I’m frightened…

I sit here writing this post. It is currently 3.59am, my boys are ok, my T1 is sleeping and his blood sugars are ok but I am still awake, watching them, wondering if C’s blood sugars will drop too low before morning or not.

I am sat watching his Dexcom. With it I can see his blood sugar levels without finger pricking him, although I do still prick once or twice per night; to check it is running accurately.

The Dexcom will alarm me if Carters blood sugars go too high or too low and then I can intervene and literally (when it comes to a hypo), save his life.

Without the Dexcom, what would I do? What did I used to do? I can’t remember, although I do remember waking up for hourly checks for a good few months – killer. BUT, how else do you know? That your boy won’t die as he sleeps? That he WILL wake up in the morning. No sleep is worth the consequences of missing a hypo and your child dying.

You will be reading this, thinking ‘here she goes again’ but I promise you, these really are genuine and valid fears for us Type1 Mommas.

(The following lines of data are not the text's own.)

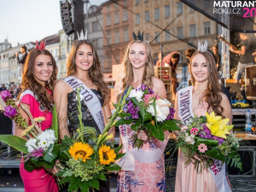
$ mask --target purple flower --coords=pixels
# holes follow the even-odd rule
[[[143,84],[142,86],[141,86],[141,89],[142,89],[142,90],[145,90],[148,89],[148,85]]]
[[[9,118],[14,118],[17,113],[16,108],[9,105],[4,108],[3,114]]]
[[[131,101],[127,103],[127,110],[131,114],[132,119],[138,119],[139,107],[134,107]]]
[[[31,152],[30,156],[38,159],[44,155],[43,152],[44,152],[43,148],[34,149],[32,152]]]
[[[170,120],[170,119],[172,119],[173,117],[174,117],[174,113],[175,113],[175,109],[172,108],[170,108],[170,113],[166,118],[166,120]]]
[[[6,102],[8,99],[11,98],[10,93],[8,90],[1,91],[0,96],[2,96],[3,102]]]

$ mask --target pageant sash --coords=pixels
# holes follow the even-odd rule
[[[189,123],[191,118],[194,118],[192,111],[192,90],[193,86],[189,86],[177,92],[179,117],[186,125]],[[208,171],[214,180],[218,192],[231,192],[225,177],[225,164],[222,165],[221,161],[214,160]]]
[[[75,91],[77,90],[77,88],[81,87],[79,91],[80,99],[81,101],[84,100],[84,102],[86,103],[89,111],[90,112],[94,120],[102,133],[105,127],[105,122],[102,108],[99,98],[90,89],[86,87],[82,81],[74,76],[68,76],[67,78],[63,79],[63,81],[66,82]]]
[[[159,160],[163,155],[165,148],[169,140],[169,137],[167,138],[165,138],[164,142],[158,140],[160,146],[158,148],[154,150],[144,150],[137,148],[128,150],[128,147],[129,147],[128,141],[130,139],[128,134],[125,134],[125,137],[122,137],[122,136],[120,137],[122,139],[122,144],[125,148],[125,155],[122,157],[116,163],[119,166],[121,166],[122,170],[124,171],[134,171],[135,160],[142,163],[154,163]]]
[[[177,92],[178,115],[180,119],[186,125],[194,118],[192,111],[192,90],[193,86],[189,86]]]

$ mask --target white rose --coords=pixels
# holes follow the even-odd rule
[[[129,97],[135,97],[139,102],[143,101],[142,97],[143,96],[143,91],[140,90],[131,90]]]
[[[164,121],[166,119],[168,114],[170,113],[171,103],[166,99],[158,99],[155,101],[155,109],[156,109],[156,117],[157,121]],[[154,116],[154,106],[149,105],[147,108],[147,112]]]

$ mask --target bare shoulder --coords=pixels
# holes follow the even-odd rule
[[[166,98],[166,90],[164,83],[155,77],[152,78],[152,82],[154,86],[154,91],[157,93],[157,95],[159,95],[160,96]]]

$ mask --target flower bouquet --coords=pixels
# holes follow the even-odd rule
[[[40,123],[45,120],[44,117],[33,119],[30,111],[20,103],[20,107],[26,112],[31,125],[28,125],[26,120],[18,113],[15,100],[11,98],[9,90],[0,92],[0,110],[4,115],[13,119],[18,125],[25,128],[20,138],[12,135],[0,135],[0,141],[22,152],[24,167],[26,171],[32,172],[36,168],[44,166],[52,168],[58,157],[60,145],[58,140],[58,126],[56,125],[56,113],[54,109],[53,124],[51,129],[41,131]]]
[[[177,140],[185,154],[185,166],[193,161],[197,172],[201,172],[218,160],[241,170],[239,139],[230,131],[233,125],[227,125],[229,119],[223,119],[212,112],[206,113],[206,117],[195,116],[188,125],[181,127]]]
[[[114,142],[109,140],[113,135],[108,133],[116,123],[115,119],[124,104],[124,101],[119,102],[103,132],[98,136],[96,128],[84,126],[82,123],[81,103],[78,94],[79,128],[72,138],[64,137],[59,158],[61,163],[56,164],[60,170],[56,176],[61,178],[60,184],[68,183],[68,191],[99,189],[100,180],[106,181],[109,171],[121,169],[114,161],[125,155],[119,154],[122,146],[114,148]]]
[[[164,141],[165,130],[179,130],[177,125],[179,121],[173,119],[175,110],[171,105],[168,100],[160,98],[148,85],[142,84],[139,89],[131,90],[115,125],[131,124],[134,131],[143,130],[148,133],[150,139],[154,137]],[[132,136],[131,140],[135,147],[143,145],[143,141],[138,139],[137,134]]]

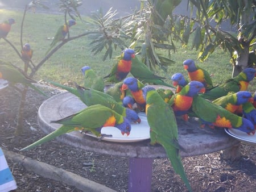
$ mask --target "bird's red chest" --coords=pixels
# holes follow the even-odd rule
[[[117,65],[117,70],[125,73],[129,73],[131,68],[131,61],[121,60]]]
[[[173,108],[176,111],[187,111],[191,107],[193,98],[185,95],[177,95],[174,100]]]
[[[191,81],[197,81],[200,82],[204,82],[205,81],[204,72],[200,69],[192,72],[189,72],[188,73],[188,74]]]
[[[131,91],[131,93],[133,95],[133,97],[134,98],[134,100],[138,103],[142,104],[142,103],[146,103],[146,101],[144,99],[142,91],[141,90],[140,90],[138,91]]]

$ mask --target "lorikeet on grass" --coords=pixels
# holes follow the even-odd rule
[[[256,130],[256,108],[250,102],[246,102],[242,105],[243,114],[245,118],[250,120]]]
[[[183,119],[187,121],[187,113],[192,105],[193,97],[199,93],[204,93],[205,91],[205,88],[201,82],[192,81],[179,93],[173,95],[168,104],[174,109],[175,115],[182,115]]]
[[[15,23],[15,21],[13,18],[10,18],[3,23],[0,23],[0,39],[6,37],[11,30],[11,25],[14,23]]]
[[[126,118],[131,122],[141,122],[141,119],[135,111],[124,107],[121,104],[118,103],[112,96],[105,93],[92,89],[82,87],[77,85],[76,85],[76,89],[75,89],[52,81],[47,80],[47,81],[75,95],[88,106],[100,104],[113,109],[117,113]]]
[[[68,33],[68,31],[69,30],[69,28],[75,25],[76,24],[76,21],[73,19],[70,19],[67,22],[67,24],[64,24],[61,26],[60,26],[56,33],[53,40],[50,45],[50,48],[46,53],[47,55],[49,51],[58,43],[59,41],[62,41],[65,39],[67,34]]]
[[[33,51],[28,43],[25,43],[21,51],[22,58],[25,63],[25,72],[27,72],[29,62],[31,61]]]
[[[179,150],[183,148],[178,143],[177,126],[174,111],[154,88],[146,86],[142,89],[146,101],[150,144],[159,143],[164,147],[174,170],[180,176],[188,189],[192,191],[179,154]]]
[[[89,66],[83,66],[81,70],[84,76],[84,87],[104,91],[105,84],[101,77],[97,75]]]
[[[40,94],[46,96],[46,94],[32,84],[36,84],[37,82],[23,74],[17,69],[11,65],[6,64],[7,62],[0,60],[0,78],[8,81],[10,84],[22,84],[27,85],[38,91]]]
[[[104,136],[101,130],[104,127],[115,127],[122,135],[129,135],[131,125],[128,120],[113,110],[101,105],[88,107],[63,119],[51,123],[63,126],[32,144],[20,149],[25,151],[48,141],[56,137],[73,131],[90,132],[97,137]]]
[[[188,81],[180,73],[174,74],[171,79],[173,81],[172,85],[176,87],[175,93],[180,92],[188,84]]]
[[[207,91],[202,97],[205,99],[215,100],[228,94],[230,91],[246,91],[250,81],[253,80],[256,70],[253,68],[245,68],[233,78],[230,78],[223,84]]]
[[[192,110],[201,121],[201,127],[208,125],[211,128],[233,128],[248,135],[255,133],[254,126],[248,119],[233,114],[201,95],[194,97]]]
[[[210,89],[213,87],[209,73],[196,65],[193,60],[187,59],[183,62],[183,65],[184,68],[188,72],[190,81],[202,82],[207,89]]]
[[[252,102],[253,99],[251,93],[246,91],[241,91],[237,93],[230,93],[226,95],[213,101],[212,102],[231,112],[238,114],[241,112],[238,111],[240,107],[247,102]]]
[[[136,102],[138,108],[141,111],[145,110],[146,101],[143,97],[141,89],[144,84],[134,77],[127,77],[123,80],[122,89],[126,90],[129,89],[131,95]]]
[[[164,85],[174,88],[171,85],[169,85],[164,82],[163,79],[165,77],[158,76],[150,70],[150,69],[141,62],[138,57],[135,56],[131,59],[133,64],[131,65],[131,74],[133,76],[143,84],[150,84],[154,85]]]
[[[121,57],[112,67],[110,73],[104,77],[108,81],[118,82],[123,80],[129,73],[131,68],[131,59],[135,57],[134,50],[126,49],[123,51]]]

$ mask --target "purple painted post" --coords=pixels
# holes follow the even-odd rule
[[[153,159],[131,158],[129,162],[129,192],[150,192],[151,187]]]

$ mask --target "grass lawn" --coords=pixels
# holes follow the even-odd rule
[[[7,39],[18,50],[21,50],[22,47],[20,36],[22,16],[22,11],[0,10],[0,22],[10,18],[13,18],[16,21],[16,23],[12,26]],[[84,20],[88,18],[83,18]],[[77,19],[77,24],[72,26],[70,30],[71,36],[81,34],[88,30],[89,26],[84,20]],[[24,23],[23,43],[30,44],[34,51],[32,60],[34,64],[39,63],[44,57],[52,38],[58,27],[63,23],[64,16],[62,15],[31,12],[27,13]],[[105,76],[109,73],[114,62],[113,58],[119,55],[121,50],[117,50],[113,53],[112,59],[103,61],[105,50],[100,54],[93,55],[90,51],[90,41],[89,37],[84,36],[65,44],[44,63],[34,78],[36,80],[48,79],[61,84],[73,81],[80,84],[83,81],[80,68],[84,65],[90,66],[99,76]],[[171,59],[176,63],[172,64],[167,72],[162,70],[156,70],[155,72],[158,74],[167,77],[167,82],[171,82],[169,78],[175,73],[182,73],[187,77],[187,72],[183,66],[183,61],[187,59],[195,60],[197,64],[212,74],[214,85],[220,84],[231,77],[233,68],[229,62],[228,52],[217,49],[206,61],[201,62],[197,60],[198,52],[191,50],[189,44],[184,48],[177,44],[176,47],[177,51],[171,55]],[[19,66],[23,66],[22,61],[17,54],[3,39],[0,40],[0,50],[1,59],[8,60]],[[255,87],[250,86],[249,91],[255,91]]]

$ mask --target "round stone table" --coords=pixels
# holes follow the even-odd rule
[[[60,124],[50,123],[86,107],[77,97],[69,92],[55,95],[44,101],[38,111],[38,121],[46,133],[53,131]],[[177,120],[179,143],[186,151],[180,151],[181,157],[196,156],[225,149],[240,141],[225,132],[223,128],[200,128],[193,119],[189,122]],[[129,191],[150,191],[154,158],[167,158],[163,148],[150,145],[150,139],[136,143],[114,143],[98,141],[96,138],[73,131],[56,139],[87,151],[130,157]]]

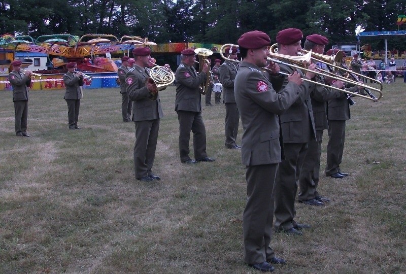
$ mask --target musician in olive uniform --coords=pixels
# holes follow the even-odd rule
[[[209,62],[209,65],[210,65],[210,62],[211,62],[211,59],[210,58],[207,59],[208,62]],[[210,68],[209,68],[210,69]],[[209,82],[209,85],[207,87],[207,89],[206,91],[206,94],[205,94],[205,101],[206,106],[213,107],[213,105],[212,105],[212,91],[213,91],[213,79],[211,79],[212,75],[210,75],[210,81]]]
[[[234,82],[235,101],[244,130],[241,157],[246,166],[248,196],[243,216],[244,262],[263,271],[274,270],[268,262],[286,262],[275,257],[269,246],[274,218],[273,189],[281,158],[278,115],[298,98],[299,85],[302,82],[294,72],[288,77],[289,83],[285,88],[276,92],[273,83],[280,87],[283,77],[262,70],[266,66],[270,43],[266,33],[257,30],[241,36],[238,44],[243,62]],[[273,63],[268,68],[273,74],[279,70]]]
[[[16,60],[11,63],[13,71],[9,74],[8,80],[13,89],[13,102],[14,104],[14,122],[16,135],[29,137],[27,133],[27,120],[28,117],[28,87],[31,85],[30,71],[20,71],[21,61]]]
[[[327,51],[327,54],[330,52]],[[334,83],[334,81],[333,81]],[[363,89],[356,86],[345,89],[352,92],[360,92]],[[363,90],[362,90],[363,91]],[[347,96],[329,100],[327,102],[328,119],[328,143],[326,158],[326,176],[335,179],[348,176],[341,170],[340,165],[343,160],[346,135],[346,120],[351,119],[350,104]]]
[[[297,56],[301,50],[300,42],[303,37],[300,30],[287,28],[279,31],[277,36],[278,52],[281,54]],[[308,68],[315,70],[316,66],[311,64]],[[281,71],[291,74],[294,70],[286,65],[280,65]],[[301,72],[299,72],[301,74]],[[315,74],[307,72],[306,77],[313,78]],[[288,83],[284,81],[283,88]],[[285,158],[279,164],[275,184],[275,230],[288,234],[301,235],[299,230],[310,227],[309,225],[296,223],[295,199],[297,192],[298,181],[300,167],[308,149],[308,143],[316,138],[310,92],[315,84],[303,81],[300,85],[300,96],[292,106],[280,115],[281,129]]]
[[[212,68],[212,72],[213,75],[213,81],[215,83],[220,83],[220,68],[221,60],[216,59],[214,60],[214,66]],[[220,104],[221,101],[221,92],[214,93],[214,102],[216,104]]]
[[[152,173],[155,157],[160,119],[163,117],[156,85],[149,78],[151,49],[138,47],[132,51],[133,68],[127,73],[125,83],[128,98],[132,104],[132,121],[136,124],[134,170],[139,181],[159,180]]]
[[[67,118],[70,129],[82,129],[78,126],[79,117],[80,99],[82,97],[82,90],[80,87],[83,85],[83,75],[82,72],[75,73],[75,65],[76,63],[72,62],[66,64],[67,72],[63,76],[63,82],[66,88],[63,98],[67,104]]]
[[[311,50],[315,53],[324,54],[326,45],[328,44],[328,39],[323,36],[314,34],[306,37],[304,48],[306,50]],[[313,61],[313,60],[312,60]],[[314,61],[313,61],[315,62]],[[323,69],[325,64],[316,63],[320,69]],[[315,79],[318,83],[325,83],[324,78],[317,75]],[[340,86],[343,87],[342,82]],[[308,143],[307,153],[304,157],[299,176],[299,191],[298,200],[310,206],[323,206],[325,202],[330,201],[329,199],[319,195],[317,188],[319,184],[320,155],[321,154],[321,143],[323,139],[323,132],[328,129],[328,122],[327,119],[327,101],[345,96],[343,92],[332,89],[321,85],[316,85],[315,89],[310,94],[312,107],[313,110],[315,126],[316,127],[316,139],[311,139]]]
[[[229,56],[230,59],[236,60],[236,47],[227,47],[225,55]],[[234,80],[238,71],[238,66],[228,60],[225,60],[220,68],[220,81],[223,85],[225,105],[225,147],[231,149],[241,148],[235,143],[240,123],[240,113],[234,96]]]
[[[200,92],[199,87],[206,81],[207,64],[197,75],[193,67],[195,53],[193,49],[181,52],[181,64],[175,74],[176,97],[175,110],[179,122],[179,154],[184,163],[198,161],[213,162],[206,153],[206,130],[201,116]],[[196,160],[189,156],[190,131],[193,133],[193,151]]]
[[[356,53],[353,56],[353,59],[351,61],[351,69],[354,72],[359,74],[361,67],[362,67],[362,64],[358,60],[358,55]]]
[[[123,56],[121,57],[121,65],[117,70],[118,79],[120,80],[120,93],[122,97],[121,103],[121,114],[123,122],[131,121],[131,109],[132,108],[132,101],[128,99],[127,94],[127,86],[125,84],[125,76],[128,72],[128,60],[130,57]]]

Dead in Bed syndrome is so prevalent in our world and lately I feel like it’s everywhere. It is on my mind more so lately than it ever has been before and I am frightened!

When Carters blood sugars were high and unstable it was scary. Now, they’re lower and safer  yet I am still frightened.

So frightened:

  • Will Diabetes steal my boy one day?
  • No matter how good control he has – it happens.
  • Is that his future?
  • What does his future hold?
  • Will I screw up and him die?
  • Will my sleep deprivation/exhaustion take over and I’ll tragically sleep through a hypoglycaemic episode – the one that claims his life?
  • What if I give him too much insulin in error?
  • What if HE gives himself insulin in his sleep? (it happens – I know someone who it happened to)
  • HOW did our lives come to this?
  • In what world is it normal that I live with such horrific, relevant fears? The kind of fears that anyone (if they didn’t live this life too) would think I was ready for being sectioned?? Think I was making it up? Believe me – I wish I was!!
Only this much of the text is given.